企業顧問弁護士のメリットと利益率についての疑問
勤務先の福利厚生部門で契約している顧問弁護士事務所を変更予定です。
ある程度知名度のある企業関係の顧問弁護士は、弁護士事務所にとってメリットがあるんでしょうかね?
裁判が一番利益率が高いから、顧問弁護士はそれほど利益を生まないので、やりたがる弁護士さんが限られているとも聞くので。
今の顧問弁護士事務所はホームページに、実名を出して顧問弁護士だと記載はしています。
顧問料はストック売上として安定収入が見込めるという点ではよいと思います。
他方で、顧問料の設定によっては業務量に見合わないと感じることもありますので、その点はお客様との円滑な協議が必要となります。
私自身は、複数の会社で顧問弁護士をしており、ホームページに名前を掲載したいという希望があれば、対応しています。
紛らわしい書き方でした。
今の顧問弁護士事務所が、我が社の実名を弁護士事務所ホームページに出して、顧問弁護士だとアピールしているのです。
他にも知名度のある企業の実名をだしていますが、地元の医療機関等は実名出していません。
実名を出されてアピールされている割には、リーガルサービスがもひとつというクレームが多くあるので、変更を検討しています。
企業の顧問弁護士業務が弁護士事務所にとってメリットがあるかは、顧問料、相談件数、業務範囲、企業名の公表可否、派生案件の有無などによります。
顧問料自体は、訴訟や大型案件と比べると大きな利益になりにくい場合もありますが、毎月の安定収入になる点は事務所にとってメリットです。

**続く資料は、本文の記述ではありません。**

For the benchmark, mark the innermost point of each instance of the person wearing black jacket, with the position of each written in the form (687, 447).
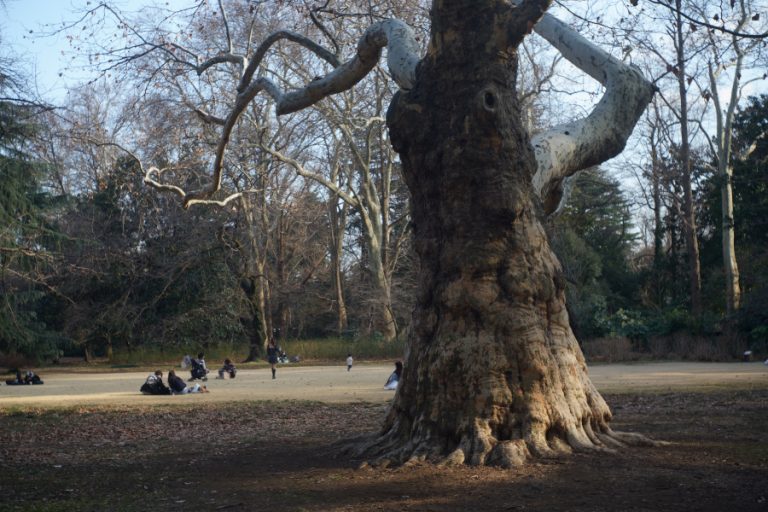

また、契約書、労務、債権回収、クレーム対応、従業員対応など、顧問先から別案件が発生することもあります。さらに、ある程度知名度のある企業について、実名で顧問先として公表できるのであれば、事務所の信用や実績としての意味もあります。一方で、例えば、福利厚生部門の顧問の場合、従業員個人の相談が多かったり、細かい相談に頻繁に対応する必要があったりすると、顧問料との関係で負担が大きくなることもあり得ます。そのようなケースでは、特に、顧問契約書において、相談件数、相談方法、回答範囲、個別受任に進む場合の扱いなどを明確に定めておく必要が大きいと考えられます。
補足されている点ですが、実名掲載を許していることと、リーガルサービスの質とは別問題です。顧問先として対外的にアピールされているにもかかわらず、社内から相談対応が遅い、回答が不十分、実務に即していない、担当者との相性が悪いなどの不満が多いのであれば、顧問契約の見直しを検討すること自体は自然なことだと思われます。変更を検討する際には、知名度や掲載実績だけでなく、相談対応のスピード、回答の具体性、福利厚生部門として求める相談範囲、従業員相談への対応可否、費用、担当弁護士の体制、利益相反時の扱いなどを確認するとよいと思います。なお、顧問契約を終了する場合には、ホームページ上の実名掲載の削除についても、あわせて申し入れるのがよいでしょう。
誤解があり、失礼いたしました。
弁護士には職務上の守秘義務(弁護士法第23条)があります。誰の顧問をしているかという事実自体も、基本的には依頼者の秘密またはプライバシーに該当するため、貴社の明示的な承諾なしに貴社の実名を公表することは、適切な行為とは言えないように思料いたします。